‘Hello, Bonjour, welcome to Canada’….we forgot how French Canada was but were quickly reminded with the road signs. Miles changed to kilometres and head lights were to be used at all times. The buzzer to notify us that our lights are on doesn’t actually work so we’ve already had one morning waking up to a flat battery. Thankfully a friendly man from Quebec gave us a jump start. He said where he lives in northern Montreal, no one speaks English, he’s only learnt it recently. Imagine that ay! Even food labels are all half English, half French and people pass us on hikes and say Bonjour, which kind of winds me up when we’re not even in Quebec, we’re across the country in the Yukon Territory.
We also forgot about the ‘no camping or overnight parking’ signs. Wild camping in Alaska was so easy, we only stayed in a city once and all the other nights were in beautiful locations in the wild. We thought the Yukon would be just as easy with its similar geography and vast wilderness but it seems rather strict so far. We’re still managing to find nice spots though but it’s making us a little more weary about when to end the day’s drive incase the next few camp options turn out to have signs.
The information lady at Canada’s westernmost village was delighted to tell us how shit the road conditions were about to become. We had 50km of road constructions. It was basically long stretches of gravel road and sporadic bits of Tarmac. Traffic lights were positioned at each gravel section and we’d have waits of up to 15 minutes for a pilot vehicle. They didn’t even change the traffic lights to green, instead they wrote ‘follow me’ on the back of the dirt covered vehicle. The roads weren’t actually too bad and it was nice having one way traffic as the gravel wasn’t flying everywhere.
We drove through non stop wilderness but amazingly didn’t spot a single animal.
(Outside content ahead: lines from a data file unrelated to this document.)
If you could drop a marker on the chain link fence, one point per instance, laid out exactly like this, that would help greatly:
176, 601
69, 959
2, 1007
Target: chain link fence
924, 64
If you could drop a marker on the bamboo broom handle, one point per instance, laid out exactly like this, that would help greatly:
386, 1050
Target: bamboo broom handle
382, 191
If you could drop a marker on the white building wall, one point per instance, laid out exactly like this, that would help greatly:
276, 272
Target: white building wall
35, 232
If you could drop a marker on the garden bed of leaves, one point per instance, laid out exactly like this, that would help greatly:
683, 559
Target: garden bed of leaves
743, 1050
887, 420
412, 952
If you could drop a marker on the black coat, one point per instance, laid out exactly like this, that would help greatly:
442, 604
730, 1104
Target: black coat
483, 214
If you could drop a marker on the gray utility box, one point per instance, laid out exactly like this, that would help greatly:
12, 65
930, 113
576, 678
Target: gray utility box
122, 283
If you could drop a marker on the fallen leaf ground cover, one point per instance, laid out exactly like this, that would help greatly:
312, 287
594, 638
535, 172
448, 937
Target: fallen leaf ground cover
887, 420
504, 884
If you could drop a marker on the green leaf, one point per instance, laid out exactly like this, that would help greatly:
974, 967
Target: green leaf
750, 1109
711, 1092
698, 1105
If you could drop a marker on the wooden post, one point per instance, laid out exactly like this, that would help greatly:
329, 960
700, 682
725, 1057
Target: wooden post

Eventually we had the Yukon’s largest lake in sight, Kluane Lake which made the drive very scenic. A dirt track led us down to its shores where we had lunch surrounded by candy coloured fireweed flowers. There were perfect bear prints leading up and down the dusty trails which is always an exciting find. The lake looked so tempting for a swim, it was crystal clear with a gravel base but due to its size it was still very icy from winter and we decided against a dip. Instead, Craig insisted on filling up our solar shower with the warmer water from a nearby pond! Yuk! He said he was having a shower regardless and stormed off to fill it up by the reedy shore. I felt my greasy hair and saw that the water was really clear in the bag (minus a few bits of debris) so I had to go against my word and pleaded with Craig to share the water with me.
The next day we headed into the Kluane National Park which is Canada’s side of Alaska’s Wrangell-St-Elias National Park, the largest in the states and one we really wanted to visit. Sadly we didn’t as Daphne was en route to the mechanics and both roads leading into the park were dirt tracks, one of which was named Americas worst road for a long period of time but has improved over the years. It was a hard decision to not detour back after she was fixed up, but we didn’t want to make her any worse, and upon reading about two ladies getting three flat tyres and having to use a tampon and duck tape to repair their last spare we decided to give it a miss. On the plus side we could easily access Canada’s side of the park so we dusted off our hiking boots and set off on the Sheep Creek Trail. The path was up there amongst one of the worst due to the thick dust. Plumes of dust swooped into the air on every step and the thought of another pond shower became rather appealing.
Regardless of the dust we climbed 1400ft and the views were superb. A deep valley spread out to our left with jagged peaks holding the last remaining patches of snow in their nooks and crannies. We then entered a lush green valley full of vegetation to one side and dropping at the bottom like a canyon down to a river. Behind us the colourful sheep mountain would of looked more in place in a desert and a few hoodoos clung onto the sheer edges.
We spent the rest of the afternoon admiring Kluane Lake. A short trail gave us a view across the blue lake with a forested island and white river basin touching its shores. The dust erupted in the afternoon winds and caused the tranquil area to turn into a desert-style storm. It was a really lovely area though and we thoroughly enjoyed exploring it. Bring on the rest of the Yukon!